Sure, we all dislike the idea of ‘teaching to the test’ but some measurement of results is needed. If we leave teacher evaluations to the subjective methods of the existing system — the same one that has raised social promotion to a high art and foisted a massive remedial burden on the state’s college system — everybody will get the ‘I’m teacher of the month’ bumper sticker.
Similarly, while teachers need some protection from the political whims of school officials, these are not Supreme Court posts with lifetime tenure. Some system of renewable term contracts seems a plausible solution — perhaps a five-year contract for high-performing teachers; three years for fully functional teachers; one year of probationary employment accompanied by some remedial training for those who need to improve.
We hope this is one of the areas where the Malloy administration pushes back against the tidal wave of labor sentiment. It’s a tough task for Governor Malloy, since it was groups like the teachers union who handed him a narrow Election Day victory. Still, if we’ve come this far, it seems a shame to stop before we have a meaningful improvement.
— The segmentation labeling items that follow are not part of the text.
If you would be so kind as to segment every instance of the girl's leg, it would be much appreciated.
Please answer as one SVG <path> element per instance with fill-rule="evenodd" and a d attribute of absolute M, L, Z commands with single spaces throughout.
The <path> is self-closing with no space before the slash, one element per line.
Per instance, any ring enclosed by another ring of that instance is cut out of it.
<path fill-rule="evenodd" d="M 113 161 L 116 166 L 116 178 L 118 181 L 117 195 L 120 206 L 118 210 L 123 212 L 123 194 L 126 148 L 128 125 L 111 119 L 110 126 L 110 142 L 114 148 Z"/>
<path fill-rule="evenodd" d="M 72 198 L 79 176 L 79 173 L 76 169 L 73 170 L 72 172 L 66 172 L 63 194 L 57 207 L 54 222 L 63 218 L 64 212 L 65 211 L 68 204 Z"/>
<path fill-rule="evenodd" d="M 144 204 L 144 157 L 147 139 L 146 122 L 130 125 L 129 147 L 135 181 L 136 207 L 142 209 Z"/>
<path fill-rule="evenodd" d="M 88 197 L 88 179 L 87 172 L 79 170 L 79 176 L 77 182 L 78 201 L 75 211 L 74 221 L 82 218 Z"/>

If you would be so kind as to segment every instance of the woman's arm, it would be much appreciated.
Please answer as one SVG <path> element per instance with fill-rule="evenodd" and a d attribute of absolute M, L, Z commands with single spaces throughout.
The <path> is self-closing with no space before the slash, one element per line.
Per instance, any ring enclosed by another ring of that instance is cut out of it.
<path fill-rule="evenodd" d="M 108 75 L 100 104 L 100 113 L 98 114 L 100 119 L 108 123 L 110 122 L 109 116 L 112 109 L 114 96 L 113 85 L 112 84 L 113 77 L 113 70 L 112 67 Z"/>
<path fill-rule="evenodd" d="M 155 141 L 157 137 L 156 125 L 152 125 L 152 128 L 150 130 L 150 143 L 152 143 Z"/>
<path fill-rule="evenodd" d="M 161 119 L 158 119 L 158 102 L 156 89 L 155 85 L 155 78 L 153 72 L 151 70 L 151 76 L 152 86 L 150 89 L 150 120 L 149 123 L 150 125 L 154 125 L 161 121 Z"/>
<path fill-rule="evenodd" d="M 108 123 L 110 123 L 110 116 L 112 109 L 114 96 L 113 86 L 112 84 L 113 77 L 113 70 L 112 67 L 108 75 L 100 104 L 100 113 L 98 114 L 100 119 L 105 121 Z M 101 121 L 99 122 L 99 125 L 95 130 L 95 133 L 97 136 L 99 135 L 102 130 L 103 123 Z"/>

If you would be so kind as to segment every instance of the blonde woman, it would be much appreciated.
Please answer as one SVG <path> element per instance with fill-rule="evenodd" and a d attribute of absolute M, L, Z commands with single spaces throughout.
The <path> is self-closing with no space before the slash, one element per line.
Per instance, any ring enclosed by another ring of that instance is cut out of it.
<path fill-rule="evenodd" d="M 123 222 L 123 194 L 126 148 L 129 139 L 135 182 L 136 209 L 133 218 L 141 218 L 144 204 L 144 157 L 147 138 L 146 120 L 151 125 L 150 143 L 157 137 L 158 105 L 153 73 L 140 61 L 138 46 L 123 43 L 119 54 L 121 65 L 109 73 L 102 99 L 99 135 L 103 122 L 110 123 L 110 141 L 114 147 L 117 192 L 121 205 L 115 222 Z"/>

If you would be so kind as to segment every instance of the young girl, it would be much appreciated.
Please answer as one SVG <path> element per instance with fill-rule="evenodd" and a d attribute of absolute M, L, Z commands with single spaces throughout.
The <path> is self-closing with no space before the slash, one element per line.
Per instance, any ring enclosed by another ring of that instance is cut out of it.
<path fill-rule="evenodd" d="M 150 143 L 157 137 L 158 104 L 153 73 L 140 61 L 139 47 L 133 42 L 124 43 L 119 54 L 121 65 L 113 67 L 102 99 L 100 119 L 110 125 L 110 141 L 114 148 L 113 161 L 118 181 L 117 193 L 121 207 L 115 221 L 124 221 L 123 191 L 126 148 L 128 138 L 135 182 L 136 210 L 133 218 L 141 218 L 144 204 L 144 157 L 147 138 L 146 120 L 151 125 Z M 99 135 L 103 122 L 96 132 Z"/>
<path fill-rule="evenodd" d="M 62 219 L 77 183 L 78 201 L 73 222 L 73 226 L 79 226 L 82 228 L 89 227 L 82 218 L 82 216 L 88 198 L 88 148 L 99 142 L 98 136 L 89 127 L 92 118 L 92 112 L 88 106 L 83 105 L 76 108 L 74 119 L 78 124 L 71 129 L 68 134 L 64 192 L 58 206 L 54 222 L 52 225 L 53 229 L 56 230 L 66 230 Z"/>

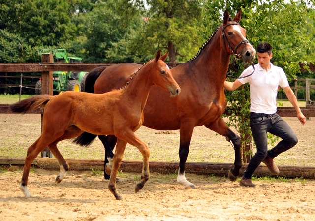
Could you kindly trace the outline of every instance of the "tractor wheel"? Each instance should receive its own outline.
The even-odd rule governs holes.
[[[75,92],[81,91],[81,84],[77,80],[71,80],[68,82],[67,91],[74,91]]]
[[[87,76],[88,76],[88,74],[89,73],[87,73],[86,74],[85,74],[84,75],[84,76],[83,76],[83,77],[82,77],[82,80],[81,81],[81,90],[82,92],[84,92],[84,85],[85,84],[85,79],[87,79]]]
[[[35,86],[35,94],[36,95],[41,95],[41,81],[37,81]]]

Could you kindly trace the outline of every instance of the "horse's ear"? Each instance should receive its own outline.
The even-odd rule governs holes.
[[[166,52],[165,55],[163,55],[161,57],[161,60],[163,62],[165,62],[165,60],[166,60],[166,58],[167,58],[167,56],[168,55],[168,52],[169,52],[169,51],[167,51],[167,52]]]
[[[228,13],[228,11],[227,11],[227,9],[225,10],[225,12],[224,12],[224,17],[223,19],[223,24],[227,23],[228,21],[228,19],[230,17],[230,15]]]
[[[157,55],[156,55],[156,62],[158,62],[160,58],[161,58],[161,50],[160,50],[158,52]]]
[[[235,17],[234,17],[234,20],[237,22],[238,23],[240,22],[241,21],[241,16],[242,15],[242,9],[240,10],[240,11],[236,14]]]

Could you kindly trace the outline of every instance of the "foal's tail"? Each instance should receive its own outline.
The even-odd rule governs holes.
[[[97,136],[97,135],[84,132],[80,136],[72,141],[72,143],[78,144],[80,146],[87,147],[92,143],[93,141]]]
[[[48,95],[37,95],[11,104],[10,109],[13,113],[25,114],[44,107],[52,97]]]
[[[85,79],[84,91],[90,93],[94,93],[94,84],[100,74],[105,70],[106,67],[98,67],[92,70]]]

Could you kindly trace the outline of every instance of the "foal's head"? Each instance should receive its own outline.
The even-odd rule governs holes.
[[[160,50],[157,54],[155,59],[149,62],[147,65],[154,66],[150,73],[153,83],[169,91],[172,96],[176,96],[181,92],[181,88],[173,78],[168,66],[164,62],[168,55],[168,52],[161,56]]]

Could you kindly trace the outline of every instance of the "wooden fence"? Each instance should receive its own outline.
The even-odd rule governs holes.
[[[0,63],[0,72],[41,72],[42,73],[41,74],[41,80],[42,80],[42,89],[41,92],[42,94],[49,94],[51,95],[53,95],[53,71],[88,71],[90,72],[93,69],[100,66],[105,66],[107,67],[113,64],[116,64],[119,63],[54,63],[53,62],[53,55],[51,54],[43,54],[42,55],[42,59],[41,63]],[[143,63],[138,63],[140,64],[142,64]],[[178,65],[180,65],[181,63],[167,63],[167,64],[169,66],[170,68],[174,68]],[[300,64],[300,66],[301,67],[301,71],[305,72],[307,71],[305,69],[303,68],[303,66],[305,65],[302,63]],[[315,66],[314,64],[311,64],[308,65],[310,69],[312,71],[315,71]],[[308,80],[309,82],[310,80]],[[310,88],[313,89],[313,86]],[[300,88],[297,87],[296,85],[296,88],[294,88],[293,89],[299,89]],[[228,107],[226,108],[226,110],[225,112],[225,114],[227,115],[229,115],[228,110],[229,108]],[[301,109],[303,113],[303,114],[306,117],[315,117],[315,108],[312,107],[310,106],[307,106],[307,107],[302,107],[301,108]],[[277,113],[282,117],[296,117],[296,112],[295,109],[293,107],[279,107],[277,109]],[[11,113],[11,112],[9,110],[9,105],[5,104],[0,104],[0,114],[9,114]],[[41,114],[42,116],[42,117],[43,117],[43,109],[38,110],[35,111],[33,111],[31,113],[33,114]],[[46,148],[43,152],[42,152],[41,154],[41,157],[52,157],[51,153],[48,150],[48,148]],[[7,158],[8,157],[7,157]],[[3,157],[2,158],[2,160]],[[4,157],[5,158],[5,157]],[[0,160],[1,160],[1,158],[0,158]],[[12,160],[12,159],[11,159]],[[54,159],[52,159],[53,161],[54,161]],[[5,160],[4,161],[1,161],[1,164],[5,164],[4,163],[4,161],[7,162],[7,160]],[[0,160],[0,161],[1,160]],[[23,160],[22,160],[23,161]],[[48,162],[47,161],[47,162]],[[49,161],[50,162],[50,161]],[[168,165],[170,163],[170,162],[165,162],[166,164]],[[55,163],[57,163],[55,162]],[[101,160],[101,162],[99,163],[99,164],[103,163],[103,161]],[[135,164],[133,164],[133,165],[130,166],[130,168],[134,169],[135,168],[135,165],[140,164],[139,162],[136,162],[134,163]],[[197,163],[200,164],[201,163]],[[43,163],[44,164],[45,163]],[[152,163],[150,162],[150,165]],[[122,164],[123,165],[124,163]],[[189,164],[188,164],[188,165]],[[202,164],[201,163],[200,165]],[[209,164],[209,165],[208,165]],[[214,164],[214,166],[213,165]],[[208,167],[210,168],[214,168],[216,171],[218,170],[218,171],[221,171],[221,173],[217,173],[214,172],[212,173],[213,174],[215,174],[216,175],[226,175],[228,172],[228,171],[232,168],[233,166],[233,164],[221,164],[220,163],[210,163],[206,165],[205,163],[201,165],[196,166],[196,167],[192,167],[195,168],[195,170],[193,170],[193,169],[191,169],[190,170],[190,172],[194,172],[195,173],[199,174],[204,174],[201,173],[200,171],[202,170],[203,171],[208,171],[208,169],[205,169],[205,167]],[[223,165],[224,164],[224,165]],[[228,165],[227,165],[228,164]],[[142,165],[142,164],[141,164]],[[161,168],[163,167],[161,164],[159,164],[159,165],[158,167],[160,167]],[[175,165],[175,164],[174,164]],[[199,165],[199,164],[198,164]],[[217,167],[215,166],[217,165]],[[165,166],[165,164],[164,164]],[[139,168],[141,167],[139,166]],[[176,165],[172,166],[173,167],[173,169],[175,169],[176,168],[178,168],[178,165],[176,164]],[[215,166],[215,167],[214,167]],[[219,167],[217,168],[217,167]],[[165,166],[164,166],[165,167]],[[207,167],[207,168],[208,168]],[[224,167],[224,169],[223,169]],[[263,172],[263,171],[267,171],[266,172],[268,173],[268,169],[266,169],[265,166],[260,166],[259,168],[261,168],[261,169],[262,170],[257,170],[257,172],[258,174],[261,175],[265,175],[265,174]],[[289,171],[292,171],[293,170],[298,170],[300,171],[300,173],[294,173],[294,176],[304,176],[305,177],[311,177],[314,178],[315,177],[315,168],[306,168],[305,169],[308,172],[305,172],[306,170],[301,170],[301,169],[299,167],[299,168],[292,168],[289,167],[290,168],[288,169],[287,170]],[[170,170],[169,169],[167,169],[166,170],[168,171],[173,171],[172,170]],[[196,170],[196,169],[197,170]],[[128,172],[128,170],[126,168],[124,169],[124,171],[126,172]],[[260,171],[260,172],[259,172]],[[261,172],[263,171],[263,172]],[[210,173],[209,171],[207,172],[208,174]],[[308,175],[307,175],[307,174]],[[283,174],[283,176],[288,176],[287,174]]]

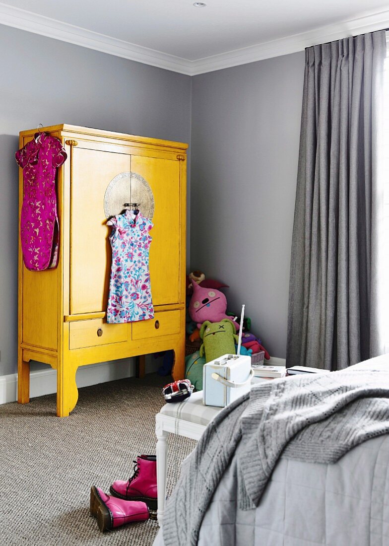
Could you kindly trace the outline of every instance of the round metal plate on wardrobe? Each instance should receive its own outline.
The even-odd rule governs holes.
[[[137,203],[143,216],[152,219],[154,215],[154,195],[148,183],[137,173],[121,173],[113,178],[105,190],[104,212],[110,218],[121,214],[124,203]]]

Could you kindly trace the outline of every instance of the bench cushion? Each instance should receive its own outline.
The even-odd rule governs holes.
[[[175,417],[183,421],[195,423],[206,426],[222,408],[215,406],[204,406],[202,391],[193,393],[191,396],[178,403],[165,404],[159,412],[163,415]]]

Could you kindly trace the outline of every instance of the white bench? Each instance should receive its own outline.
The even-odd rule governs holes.
[[[155,416],[157,436],[157,518],[160,526],[166,501],[166,450],[170,434],[198,440],[207,425],[222,408],[204,406],[202,391],[194,393],[183,402],[165,404]]]

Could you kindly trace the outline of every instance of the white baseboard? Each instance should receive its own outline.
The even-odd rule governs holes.
[[[157,366],[157,367],[158,367]],[[146,371],[155,371],[156,363],[146,359]],[[77,387],[89,387],[100,383],[132,377],[135,375],[135,360],[125,360],[102,362],[89,366],[80,366],[77,370]],[[30,373],[30,398],[52,394],[57,392],[57,371],[47,366],[47,369],[33,370]],[[17,399],[17,374],[0,377],[0,404],[15,402]]]

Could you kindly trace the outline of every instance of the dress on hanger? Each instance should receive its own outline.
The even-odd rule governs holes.
[[[15,155],[23,169],[22,252],[26,267],[32,271],[55,268],[58,263],[56,173],[67,157],[61,141],[45,133],[37,133]]]
[[[154,317],[148,253],[153,227],[140,211],[127,210],[113,216],[110,235],[112,263],[107,322],[116,324],[147,321]]]

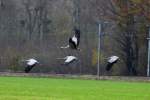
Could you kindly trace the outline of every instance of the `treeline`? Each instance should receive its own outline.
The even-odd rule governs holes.
[[[0,0],[0,71],[23,71],[22,59],[42,65],[33,72],[96,74],[98,23],[102,25],[100,73],[145,75],[149,25],[147,0]],[[79,51],[62,50],[73,28],[81,30]],[[81,62],[62,66],[58,57]],[[105,71],[106,57],[120,62]]]

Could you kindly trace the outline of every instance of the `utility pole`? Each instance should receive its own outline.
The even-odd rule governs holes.
[[[148,61],[147,61],[147,77],[149,77],[149,67],[150,67],[150,27],[148,27]]]
[[[100,47],[101,47],[101,22],[98,24],[98,48],[97,48],[97,76],[100,76]]]

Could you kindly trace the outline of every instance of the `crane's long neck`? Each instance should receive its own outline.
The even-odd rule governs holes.
[[[66,48],[69,48],[69,45],[67,45],[67,46],[65,46],[65,47],[60,47],[60,48],[66,49]]]

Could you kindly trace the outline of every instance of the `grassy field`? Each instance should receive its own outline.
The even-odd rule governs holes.
[[[150,100],[150,83],[0,77],[0,100]]]

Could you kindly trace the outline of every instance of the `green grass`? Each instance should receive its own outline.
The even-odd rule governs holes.
[[[0,77],[0,100],[150,100],[150,83]]]

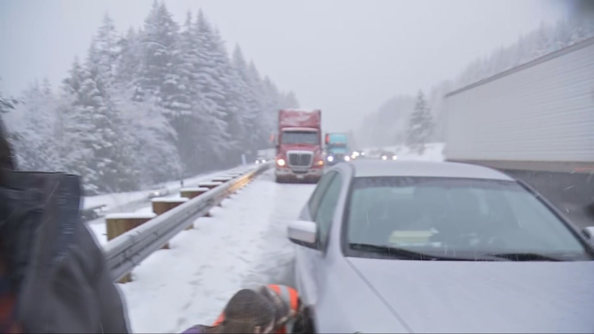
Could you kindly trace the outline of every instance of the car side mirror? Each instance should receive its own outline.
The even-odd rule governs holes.
[[[584,227],[584,234],[585,234],[588,238],[594,240],[594,226]]]
[[[310,248],[317,248],[317,225],[313,222],[295,220],[289,223],[289,240],[294,244]]]

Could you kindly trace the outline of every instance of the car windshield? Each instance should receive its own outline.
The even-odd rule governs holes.
[[[346,143],[330,143],[327,145],[328,149],[340,148],[346,149]]]
[[[282,143],[283,144],[308,144],[317,145],[320,138],[318,133],[315,131],[286,131],[283,133]]]
[[[356,178],[346,219],[347,245],[355,256],[591,259],[562,221],[513,181]]]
From the perspective of business, it’s important that the school system does a better job of turning out workers who are ready for 21st-century careers. As futurist Ken Gronbach points out (Q&A, Page 8), the youth of Generation Y hold the future of the state’s economy in their hands. It would be a tragedy if the best they can aspire to is asking if we want fries with our fast-food order.
This is a rare moment when all the forces are focused on making substantive improvement. A labor-friendly governor is in a unique position to be heard when he says change is needed. Still, the road ahead will be bumpy as legislators and special interests wrestle over how much change is enough.
The governor’s statements so far have been encouraging. “We should not and will not accept half-measures and repackaged versions of the status quo,” he said recently.
We’re rooting for him to stand firm on this issue. Nothing short of the state’s economic future is at stake.